Under normal circumstances, the inflow of dollars from those surpluses would push up the value of China's currency, unless it was offset by private investors heading the other way. And private investors are trying to get into China, not out of it. But China's government restricts capital inflows, even as it buys up dollars and parks them abroad, adding to a $2 trillion-plus hoard of foreign exchange reserves.
This policy is good for China's export-oriented state-industrial complex, not so good for Chinese consumers. But what about the rest of us?
In the past, China's accumulation of foreign reserves, many of which were invested in American bonds, was arguably doing us a favor by keeping interest rates low — although what we did with those low interest rates was mainly to inflate a housing bubble. But right now the world is awash in cheap money, looking for someplace to go. Short-term interest rates are close to zero; long-term interest rates are higher, but only because investors expect the zero-rate policy to end some day. China's bond purchases make little or no difference.
Meanwhile, that trade surplus drains much-needed demand away from a depressed world economy. My back-of-the envelope calculations suggest that for the next couple of years Chinese mercantilism may end up reducing U.S. employment by around 1.4 million jobs.

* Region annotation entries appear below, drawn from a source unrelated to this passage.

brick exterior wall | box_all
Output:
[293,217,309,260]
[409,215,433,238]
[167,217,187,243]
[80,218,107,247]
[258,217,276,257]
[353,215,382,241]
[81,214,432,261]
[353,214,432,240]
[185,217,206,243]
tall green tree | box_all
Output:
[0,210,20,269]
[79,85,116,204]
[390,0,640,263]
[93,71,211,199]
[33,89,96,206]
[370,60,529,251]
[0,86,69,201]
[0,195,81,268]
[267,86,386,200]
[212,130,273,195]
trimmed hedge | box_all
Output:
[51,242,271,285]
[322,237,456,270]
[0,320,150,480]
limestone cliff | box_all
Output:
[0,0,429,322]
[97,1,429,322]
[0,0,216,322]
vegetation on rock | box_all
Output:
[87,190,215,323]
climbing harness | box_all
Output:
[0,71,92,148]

The Chinese refuse to acknowledge the problem. Recently Wen Jiabao, the prime minister, dismissed foreign complaints: "On one hand, you are asking for the yuan to appreciate, and on the other hand, you are taking all kinds of protectionist measures." Indeed: other countries are taking (modest) protectionist measures precisely because China refuses to let its currency rise. And more such measures are entirely appropriate.

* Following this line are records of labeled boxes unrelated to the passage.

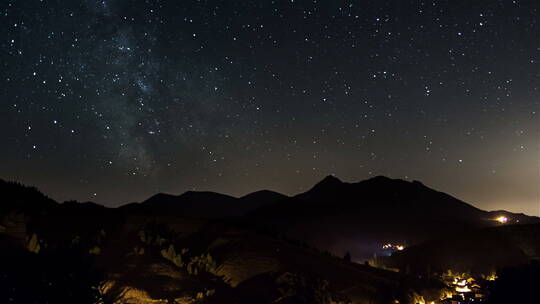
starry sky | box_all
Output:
[0,0,540,215]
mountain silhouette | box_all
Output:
[0,176,540,304]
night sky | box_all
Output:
[0,0,540,215]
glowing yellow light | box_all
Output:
[456,286,471,292]
[495,216,508,224]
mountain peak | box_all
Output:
[317,175,343,185]
[308,175,343,193]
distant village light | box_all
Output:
[495,216,508,224]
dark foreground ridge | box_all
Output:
[0,176,540,304]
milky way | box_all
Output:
[0,0,540,215]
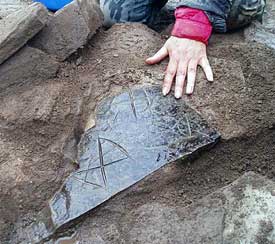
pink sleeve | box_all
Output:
[172,7,212,45]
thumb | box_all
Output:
[146,46,168,64]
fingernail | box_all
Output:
[162,87,169,96]
[186,84,194,95]
[208,75,214,82]
[175,90,182,98]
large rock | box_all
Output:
[32,0,103,61]
[0,46,59,91]
[0,0,31,19]
[0,3,48,64]
[16,86,219,243]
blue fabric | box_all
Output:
[34,0,73,11]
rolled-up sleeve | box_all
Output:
[178,0,231,32]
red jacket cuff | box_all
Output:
[172,7,212,45]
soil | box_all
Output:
[0,24,275,243]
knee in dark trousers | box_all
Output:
[100,0,167,26]
[227,0,266,30]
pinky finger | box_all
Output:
[199,57,214,82]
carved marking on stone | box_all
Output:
[73,137,131,188]
[128,89,137,119]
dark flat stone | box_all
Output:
[17,87,220,241]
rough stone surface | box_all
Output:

Or are they? I usually hear two reasons for not confronting China over its policies. Neither holds water. First, there's the claim that we can't confront the Chinese because they would wreak havoc with the U.S. economy by dumping their hoard of dollars. This is all wrong, and not just because in so doing the Chinese would inflict large losses on themselves. The larger point is that the same forces that make Chinese mercantilism so damaging right now also mean that China has little or no financial leverage.
Again, right now the world is awash in cheap money. So if China were to start selling dollars, there's no reason to think it would significantly raise U.S. interest rates. It would probably weaken the dollar against other currencies — but that would be good, not bad, for U.S. competitiveness and employment. So if the Chinese do dump dollars, we should send them a thank-you note.